The truth of the risk he was taking hit Rob as heavily as a bullet might, as Kilbride handled the pistol he had already selected. If Kilbride had tampered with his gun, or if he was simply a good shot, Rob may die in this field. Caro would not thank him, if she was left an unmarried mother. This was reckless.
But hispride– Rob smiled at the word – could not leaveKilbride free to make his threats. He needed to be taught a lesson, and if anyone was going to avenge Caro, he was determined it would be him.
The top of the sun peaked across the horizon and spread light across the sky from the east.
‘May I see the pistols?’ The man who had been challenged, according to the old custom, chose the weapons, but Rob had taken a set of duelling pistols from John’s library last night and they were stowed beneath his seat on the curricle in case Kilbride tried to play him false.
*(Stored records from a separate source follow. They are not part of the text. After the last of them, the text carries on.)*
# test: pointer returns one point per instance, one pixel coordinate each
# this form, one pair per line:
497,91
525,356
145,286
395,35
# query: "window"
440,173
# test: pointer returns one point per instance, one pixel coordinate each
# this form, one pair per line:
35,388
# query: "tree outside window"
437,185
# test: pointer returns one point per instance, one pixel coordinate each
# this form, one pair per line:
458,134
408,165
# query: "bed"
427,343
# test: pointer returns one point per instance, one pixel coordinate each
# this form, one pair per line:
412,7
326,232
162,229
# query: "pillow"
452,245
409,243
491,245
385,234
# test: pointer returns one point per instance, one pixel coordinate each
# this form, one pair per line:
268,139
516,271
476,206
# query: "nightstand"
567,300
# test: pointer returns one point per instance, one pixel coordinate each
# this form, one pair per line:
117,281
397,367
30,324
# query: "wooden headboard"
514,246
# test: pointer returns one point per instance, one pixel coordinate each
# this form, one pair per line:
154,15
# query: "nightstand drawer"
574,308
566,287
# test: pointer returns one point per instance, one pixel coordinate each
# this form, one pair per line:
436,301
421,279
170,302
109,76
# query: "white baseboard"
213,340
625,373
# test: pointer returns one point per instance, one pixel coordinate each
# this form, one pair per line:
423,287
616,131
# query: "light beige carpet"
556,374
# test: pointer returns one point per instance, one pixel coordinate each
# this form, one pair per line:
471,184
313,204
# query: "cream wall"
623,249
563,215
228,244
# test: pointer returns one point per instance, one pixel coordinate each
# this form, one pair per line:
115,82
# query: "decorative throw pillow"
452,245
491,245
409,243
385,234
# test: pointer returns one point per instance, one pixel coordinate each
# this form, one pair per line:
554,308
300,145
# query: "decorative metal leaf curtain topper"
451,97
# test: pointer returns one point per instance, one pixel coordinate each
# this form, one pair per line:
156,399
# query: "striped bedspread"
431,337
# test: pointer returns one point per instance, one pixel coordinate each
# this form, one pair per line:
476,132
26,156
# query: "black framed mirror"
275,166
Rob picked the gun up from its bed of velvet. ‘Thank you,’ he said to the groom who held the box. Rob looked down the barrel, then opened the mechanism, looking for any sign that the metal had been filed to put the shot off. He handed it to Harry who checked it too.
‘May I see the other?’ He would not lose his life through lack of care.
Kilbride handed it over with a smirk. ‘You do not trust me?’
‘You beat a woman black and blue and had men attack me, so, no, I do not trust you.’
The pistol Kilbride had held was identical to the other, only warm. Rob gave it to Harry to look at too.